O que a direção da Frente Nacional quer fazer passar como uma “vitória popular” na realidade foi o triunfo da estratégia de Micheletti e do imperialismo: o golpe tinha entre seus objetivos evitar qualquer processo constituinte que questionasse o regime oligárquico e pró-imperialista consagrado na Constituição de 1982, que reafirmou com a última ditadura o domínio político da burguesia através da alternância bipartidária entre o Partido Liberal e o Partido Nacional. Precisamente, a base dos acordos assinados por Zelaya com Micheletti e seus seguidores foi a renúncia de convocar uma Assembléia Constituinte, mesmo que com o caráter limitado com que Zelaya pretendia instalá-la, e a legitimação do conjunto das instituições do regime que deram o golpe de Estado – o Congresso Nacional, a Corte Suprema de Justiça, as Forças Armadas e os partidos políticos capitalistas, junto com as associações empresariais e as igrejas católica e evangélica. O coroamento desta vergonhosa capitulação de Zelaya e seus aliados diante dos golpistas foi a aceitação das eleições de 29 de novembro, convocadas pela governo de fato, como se fosse um processo “limpo e democrático”.
A candidatura independente ã presidência, postulada pelo dirigente sindical Carlos Reyes, se manteve especulando que ao final o governo Micheletti aceitaria algum compromisso e se daria por “restabelecida” a “ordem constitucional”; portanto, nunca teve uma política decidida de organizar o boicote a estas eleições convocadas pelo regime para legitimar o golpe. Tampouco teve esta política a Unificação Democrática, mais afinada com a política de Zelaya. Desta maneira, apesar de haver setores de base da resistência que estavam dispostos a enfrentar as eleições, não houve nenhuma alternativa clara ã saída eleitoral do regime. [...]
Pela via da negociação, a direção zelaista da Frente Nacional de Resistência vem entregando as bandeiras de luta da resistência, que tinha como objetivo a derrota do golpe. Mas este resultado não era inevitável. A mobilização operária, camponesa e popular podia dar um salta em sua luta contra o governo golpista, organizando a greve geral e a autodefesa diante da repressão do exército e das forças de segurança, abrindo assim a possibilidade de derrubar Micheletti e substituí-lo por um governo provisório das organizações operárias e populares antigolpistas que convocasse uma Assembléia Constituinte Revolucionária.

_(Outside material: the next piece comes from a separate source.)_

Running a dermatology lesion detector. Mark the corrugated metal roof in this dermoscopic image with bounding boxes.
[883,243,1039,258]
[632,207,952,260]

Hoje o regime, com a bênção de Zelaya, buscará legitimar-se nas eleições organizadas pela ditadura cívico-militar, que ainda mantém de fato o estado de sítio e persegue dirigentes e ativistas da resistência. Por isso os trabalhadores e os setores populares têm que exigir de suas direções rechaçar o acordo San José/Tegucigalpa e retomar a luta para derrotar o regime golpista e oligárquico. Participar nas eleições significa avalizar a fraude dos golpistas. É necessário organizar o boicote ativo contra as eleições fraudulentas de 29 de novembro e continuar a luta para impor uma Assembléia Constituinte Revolucionária que coloque em xeque a subordinação ao imperialismo, o domínio oligárquico e abra o caminho para a luta por um governo operário, camponês e popular. A resolução reacionária em Honduras, impulsionada pelo Estados Unidos, aceita pelos governos regionais e levada adiante por Zelaya, demonstra que a luta pela derrota do regime golpista está indissoluvelmente ligada à luta contra a patronal local, seu staff político-militar e o imperialismo. Apesar do repúdio generalizado em todo o continente ao golpe de estado em Honduras, as direções tradicionais, burocráticas, nacionalistas e reformistas da classe operária latino-americana, não organizaram nenhuma ação afirmativa de solidariedade ativa com a luta do povo hondurenho, alimentando a confiança de que o golpe terminaria pela via do diálogo e dos trâmites da OEA e do imperialismo sob a direção de Obama. A experiência de Honduras mostra, uma vez mais, que só os trabalhadores do continente em aliança com os camponeses pobres e os setores populares, e com seus próprios métodos de luta, podem enfrentar consequentemente o imperialismo, as burguesias e as oligarquias locais.